You can only provide a custom SSH key the first time you deploy an instance of the platform.

Download and install apcera-setup tool

If you have not done so already, download the apcera-setup tool. If necessary, review the requirements for using the tool.

Install the tool and run it to verify your environment.

Install the platform

Run the command apcera-setup install to install the platform.

For example, on Mac you run the command $ ./apcera-setup install.

Alternatively, you can use the command apcera-setup config to begin the installation process with detailed interaction. See additional installation method for more information.


When you run the apcera-setup tool for the first time, you must accept the Registration agreement.

[ Registration ]
Installation and use of the Apcera Platform Community Edition software requires that you have registered, accepted the terms and conditions, and downloaded the software from Do you agree to the terms and conditions? [Y/n]

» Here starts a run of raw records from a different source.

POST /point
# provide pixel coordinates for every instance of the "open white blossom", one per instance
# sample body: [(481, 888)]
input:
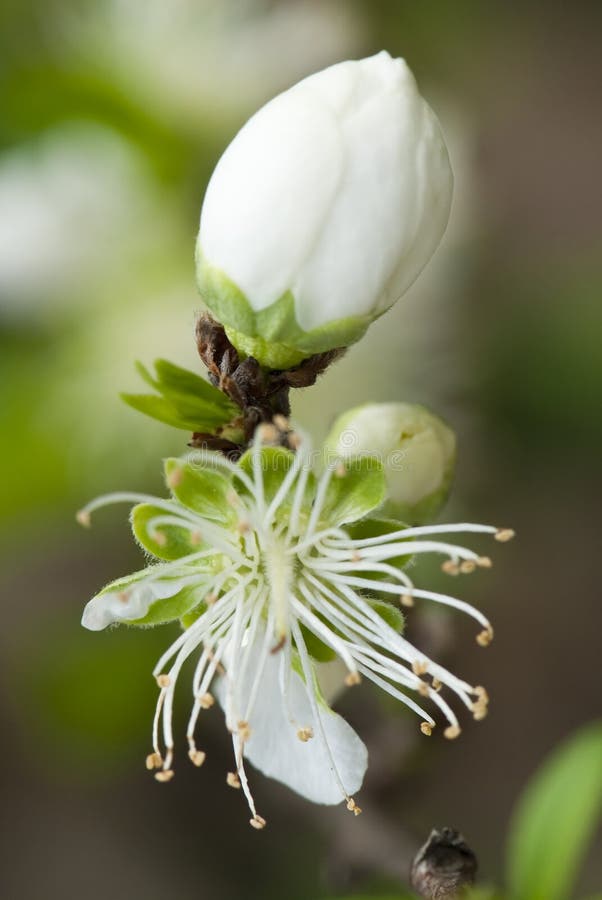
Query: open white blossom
[(323, 210), (271, 570)]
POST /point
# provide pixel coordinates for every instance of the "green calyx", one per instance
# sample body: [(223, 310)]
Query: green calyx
[(271, 335)]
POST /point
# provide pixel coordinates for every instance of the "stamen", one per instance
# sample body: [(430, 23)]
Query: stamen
[(353, 807), (244, 731), (452, 732), (153, 761), (485, 637), (197, 757), (232, 780), (420, 667)]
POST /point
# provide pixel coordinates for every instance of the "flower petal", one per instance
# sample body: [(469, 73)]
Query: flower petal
[(276, 750), (133, 599)]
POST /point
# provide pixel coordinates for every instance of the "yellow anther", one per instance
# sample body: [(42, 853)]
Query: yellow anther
[(164, 775), (485, 637), (197, 757), (232, 780), (452, 732), (353, 807), (83, 517), (175, 477), (244, 731), (153, 761), (268, 433)]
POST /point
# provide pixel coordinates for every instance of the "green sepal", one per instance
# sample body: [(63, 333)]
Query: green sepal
[(202, 489), (272, 335), (176, 607), (275, 462), (375, 526), (184, 399), (389, 614), (166, 542), (317, 649), (356, 488)]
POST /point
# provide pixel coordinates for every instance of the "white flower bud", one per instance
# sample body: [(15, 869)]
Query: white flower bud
[(416, 448), (323, 210)]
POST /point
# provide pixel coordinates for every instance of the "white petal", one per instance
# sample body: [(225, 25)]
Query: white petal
[(275, 749), (338, 190), (128, 604)]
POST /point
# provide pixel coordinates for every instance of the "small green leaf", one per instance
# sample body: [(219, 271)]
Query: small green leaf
[(184, 399), (177, 606), (356, 488), (166, 542), (390, 614), (274, 463), (174, 379), (161, 409), (317, 649), (555, 819), (375, 527), (202, 489)]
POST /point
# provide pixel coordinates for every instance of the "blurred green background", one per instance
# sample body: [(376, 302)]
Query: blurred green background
[(113, 116)]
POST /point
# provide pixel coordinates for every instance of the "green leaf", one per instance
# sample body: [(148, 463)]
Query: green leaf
[(177, 606), (555, 819), (202, 489), (375, 527), (274, 463), (184, 399), (317, 649), (175, 380), (166, 542), (161, 409), (390, 614), (356, 488)]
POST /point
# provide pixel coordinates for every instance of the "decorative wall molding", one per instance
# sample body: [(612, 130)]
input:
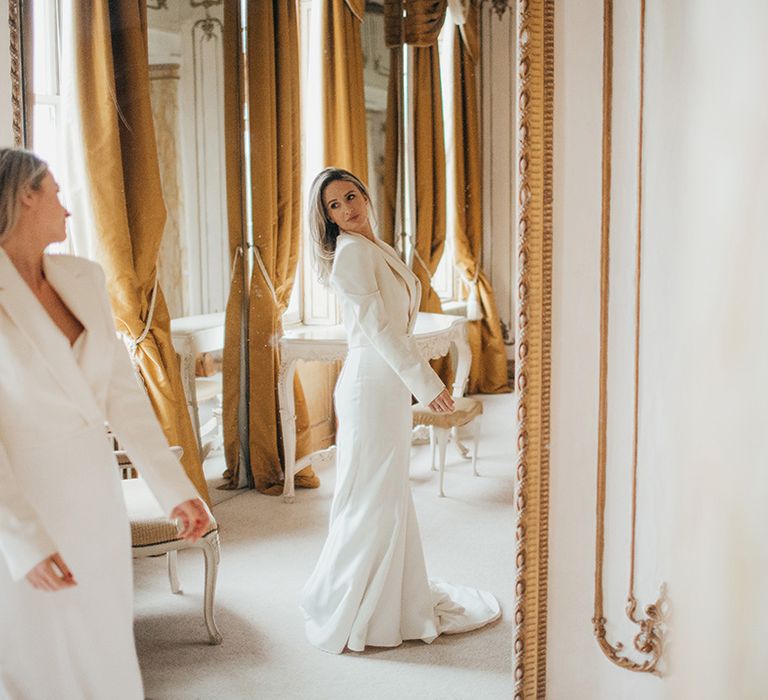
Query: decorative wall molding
[(17, 84), (498, 99), (649, 640), (536, 27)]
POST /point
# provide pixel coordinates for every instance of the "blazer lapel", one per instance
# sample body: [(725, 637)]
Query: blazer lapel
[(410, 279), (36, 325)]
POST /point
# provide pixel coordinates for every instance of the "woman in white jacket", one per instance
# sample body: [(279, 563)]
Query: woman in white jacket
[(66, 592), (370, 584)]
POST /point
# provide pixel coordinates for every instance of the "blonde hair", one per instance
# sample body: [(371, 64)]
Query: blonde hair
[(323, 231), (19, 168)]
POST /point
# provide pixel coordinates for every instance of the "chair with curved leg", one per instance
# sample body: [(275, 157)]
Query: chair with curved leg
[(153, 534), (441, 425)]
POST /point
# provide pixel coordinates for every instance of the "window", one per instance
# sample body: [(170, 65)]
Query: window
[(46, 104)]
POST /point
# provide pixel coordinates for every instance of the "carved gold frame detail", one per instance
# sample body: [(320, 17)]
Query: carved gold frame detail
[(648, 642), (536, 26), (15, 19)]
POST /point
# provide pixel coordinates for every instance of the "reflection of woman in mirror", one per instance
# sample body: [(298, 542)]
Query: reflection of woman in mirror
[(66, 593), (370, 585)]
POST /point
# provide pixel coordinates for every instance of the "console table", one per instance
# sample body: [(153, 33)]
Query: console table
[(192, 335), (434, 335)]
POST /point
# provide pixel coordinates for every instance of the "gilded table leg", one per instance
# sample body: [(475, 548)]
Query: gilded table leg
[(288, 423)]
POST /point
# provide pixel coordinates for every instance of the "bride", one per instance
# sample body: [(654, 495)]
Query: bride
[(370, 584)]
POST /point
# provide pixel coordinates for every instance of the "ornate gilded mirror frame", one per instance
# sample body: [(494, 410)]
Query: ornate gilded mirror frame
[(20, 47), (536, 27)]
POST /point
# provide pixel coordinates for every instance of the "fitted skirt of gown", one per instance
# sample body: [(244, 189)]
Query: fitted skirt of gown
[(370, 584)]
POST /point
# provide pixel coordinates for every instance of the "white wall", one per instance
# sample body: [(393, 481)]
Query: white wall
[(498, 99), (576, 668), (6, 112), (704, 379)]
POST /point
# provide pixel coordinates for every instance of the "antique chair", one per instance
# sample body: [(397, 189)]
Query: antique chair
[(152, 535), (441, 425)]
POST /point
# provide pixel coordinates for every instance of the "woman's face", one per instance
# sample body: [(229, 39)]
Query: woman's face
[(346, 206), (47, 212)]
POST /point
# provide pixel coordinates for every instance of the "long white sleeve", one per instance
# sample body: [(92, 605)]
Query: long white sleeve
[(354, 280), (24, 542)]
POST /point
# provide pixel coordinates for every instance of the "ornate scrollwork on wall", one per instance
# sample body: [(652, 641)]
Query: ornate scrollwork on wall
[(534, 286), (17, 83), (649, 640)]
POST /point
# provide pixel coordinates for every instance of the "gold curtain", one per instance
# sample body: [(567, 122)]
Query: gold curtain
[(429, 172), (488, 373), (233, 369), (120, 154), (343, 91), (388, 224), (274, 118)]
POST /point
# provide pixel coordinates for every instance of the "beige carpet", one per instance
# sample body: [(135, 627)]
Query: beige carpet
[(269, 549)]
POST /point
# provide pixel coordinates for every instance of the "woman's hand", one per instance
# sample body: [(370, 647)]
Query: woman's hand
[(51, 574), (193, 517), (443, 403)]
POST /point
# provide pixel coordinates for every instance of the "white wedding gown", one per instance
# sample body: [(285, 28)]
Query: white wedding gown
[(370, 585)]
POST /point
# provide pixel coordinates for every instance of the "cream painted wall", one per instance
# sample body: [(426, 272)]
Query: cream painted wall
[(704, 380), (576, 668), (6, 112)]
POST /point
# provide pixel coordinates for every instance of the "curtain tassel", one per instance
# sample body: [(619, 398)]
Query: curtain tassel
[(474, 308)]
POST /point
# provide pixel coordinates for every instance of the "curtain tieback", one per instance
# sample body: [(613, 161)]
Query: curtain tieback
[(422, 263), (238, 254), (265, 274), (133, 343), (474, 308)]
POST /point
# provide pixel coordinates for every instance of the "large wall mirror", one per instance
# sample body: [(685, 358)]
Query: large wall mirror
[(187, 77)]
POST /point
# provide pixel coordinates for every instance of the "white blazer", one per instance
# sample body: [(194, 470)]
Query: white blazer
[(53, 446), (380, 298)]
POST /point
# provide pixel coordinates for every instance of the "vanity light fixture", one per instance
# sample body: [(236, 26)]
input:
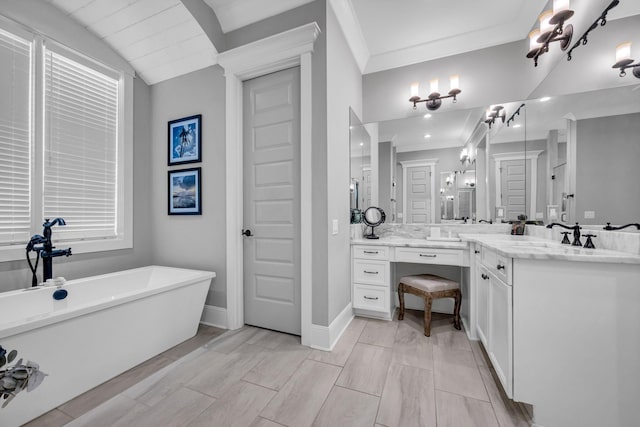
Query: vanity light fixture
[(495, 112), (624, 61), (434, 100), (552, 29), (602, 20)]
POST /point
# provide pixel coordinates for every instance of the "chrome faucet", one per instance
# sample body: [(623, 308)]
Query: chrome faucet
[(576, 232), (43, 247), (610, 228)]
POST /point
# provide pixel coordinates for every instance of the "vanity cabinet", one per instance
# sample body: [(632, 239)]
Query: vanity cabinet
[(494, 308), (371, 273)]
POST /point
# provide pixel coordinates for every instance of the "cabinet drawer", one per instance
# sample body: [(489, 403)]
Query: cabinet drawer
[(497, 264), (430, 256), (371, 252), (374, 298), (371, 272)]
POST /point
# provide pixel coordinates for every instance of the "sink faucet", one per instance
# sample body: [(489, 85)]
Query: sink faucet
[(576, 232), (43, 247), (610, 228)]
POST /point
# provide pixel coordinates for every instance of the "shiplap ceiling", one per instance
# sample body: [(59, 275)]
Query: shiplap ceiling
[(159, 38), (162, 39)]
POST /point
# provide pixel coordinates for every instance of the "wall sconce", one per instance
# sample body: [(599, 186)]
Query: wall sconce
[(552, 29), (624, 61), (467, 156), (434, 100), (493, 113)]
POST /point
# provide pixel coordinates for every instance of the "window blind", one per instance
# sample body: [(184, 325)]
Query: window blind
[(15, 138), (80, 149)]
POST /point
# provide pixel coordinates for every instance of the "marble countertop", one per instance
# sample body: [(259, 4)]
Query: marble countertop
[(529, 247), (397, 241)]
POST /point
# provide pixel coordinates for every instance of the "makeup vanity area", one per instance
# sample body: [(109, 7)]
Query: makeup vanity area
[(560, 323)]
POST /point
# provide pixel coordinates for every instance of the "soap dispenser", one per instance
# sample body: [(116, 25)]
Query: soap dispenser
[(517, 227)]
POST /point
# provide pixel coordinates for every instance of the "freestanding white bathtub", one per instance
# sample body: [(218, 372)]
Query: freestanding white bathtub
[(106, 325)]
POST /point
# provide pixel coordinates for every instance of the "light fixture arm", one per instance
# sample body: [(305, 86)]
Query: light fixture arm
[(602, 21)]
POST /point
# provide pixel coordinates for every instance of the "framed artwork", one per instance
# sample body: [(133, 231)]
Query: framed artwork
[(185, 140), (184, 194)]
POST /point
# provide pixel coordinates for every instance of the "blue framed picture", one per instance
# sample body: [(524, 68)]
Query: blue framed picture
[(184, 192), (185, 140)]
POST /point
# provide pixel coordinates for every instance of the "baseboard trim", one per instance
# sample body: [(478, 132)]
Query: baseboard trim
[(326, 337), (214, 316)]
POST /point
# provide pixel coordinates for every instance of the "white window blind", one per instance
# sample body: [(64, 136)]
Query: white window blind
[(15, 138), (80, 148)]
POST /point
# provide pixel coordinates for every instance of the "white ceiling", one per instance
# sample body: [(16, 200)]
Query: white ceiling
[(162, 39)]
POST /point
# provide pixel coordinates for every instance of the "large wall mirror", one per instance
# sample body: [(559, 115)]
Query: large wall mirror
[(422, 177)]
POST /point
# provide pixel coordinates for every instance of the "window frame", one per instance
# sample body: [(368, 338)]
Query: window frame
[(124, 188)]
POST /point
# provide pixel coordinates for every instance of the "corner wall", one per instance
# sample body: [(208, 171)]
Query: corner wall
[(191, 241), (344, 90)]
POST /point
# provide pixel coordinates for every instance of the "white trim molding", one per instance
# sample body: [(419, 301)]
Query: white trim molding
[(214, 316), (326, 337), (431, 164), (532, 176), (287, 49)]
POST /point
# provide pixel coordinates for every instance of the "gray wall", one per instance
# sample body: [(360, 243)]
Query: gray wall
[(344, 90), (16, 274), (191, 241), (607, 172)]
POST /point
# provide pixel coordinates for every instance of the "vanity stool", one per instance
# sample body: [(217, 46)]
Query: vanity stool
[(429, 287)]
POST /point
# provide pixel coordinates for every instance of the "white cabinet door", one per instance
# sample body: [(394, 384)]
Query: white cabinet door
[(500, 348), (482, 304)]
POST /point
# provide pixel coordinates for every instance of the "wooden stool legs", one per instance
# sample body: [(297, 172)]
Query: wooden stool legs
[(428, 300)]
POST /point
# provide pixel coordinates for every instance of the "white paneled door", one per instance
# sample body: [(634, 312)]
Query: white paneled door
[(418, 193), (272, 201), (513, 188)]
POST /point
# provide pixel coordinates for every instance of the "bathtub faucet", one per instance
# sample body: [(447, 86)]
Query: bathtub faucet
[(44, 248)]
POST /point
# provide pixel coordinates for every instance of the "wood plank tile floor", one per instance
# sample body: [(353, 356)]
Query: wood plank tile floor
[(379, 374)]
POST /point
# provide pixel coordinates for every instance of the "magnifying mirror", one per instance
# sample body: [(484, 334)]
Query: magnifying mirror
[(373, 217)]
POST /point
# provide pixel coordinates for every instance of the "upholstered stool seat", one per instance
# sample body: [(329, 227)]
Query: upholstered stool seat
[(430, 287)]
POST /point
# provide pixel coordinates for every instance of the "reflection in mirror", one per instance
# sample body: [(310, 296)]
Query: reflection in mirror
[(414, 153), (373, 217), (360, 166), (457, 196), (589, 170), (510, 169)]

Press enter [Y] to acknowledge and proceed with the installation.

Version check

When you run the apcera-setup tool, you will be notified if there is a newer version available for download:

[ Version Check ]
Checking for latest version....
[WARNING] A more recent version of apcera-setup is available for download from

See updating the apcera-setup tool for more details.

Cluster Location

First you are prompted to specify a domain name. You have two options:

  • Enter 0 (default) to use an Apcera-provided domain, or
  • Enter 1 to provide your own registered domain name.

Typically you simply press enter to use the default Apcera-provided domain.

If you choose option 0 (default), your platform domain is <sub-domain-name>, where the sub-domain-name is a user-defined string between 5 and 63 characters that must be unique in our DNS server. If you receive an error that the domain name is already registered, choose another subdomain name. See also the troubleshooting section.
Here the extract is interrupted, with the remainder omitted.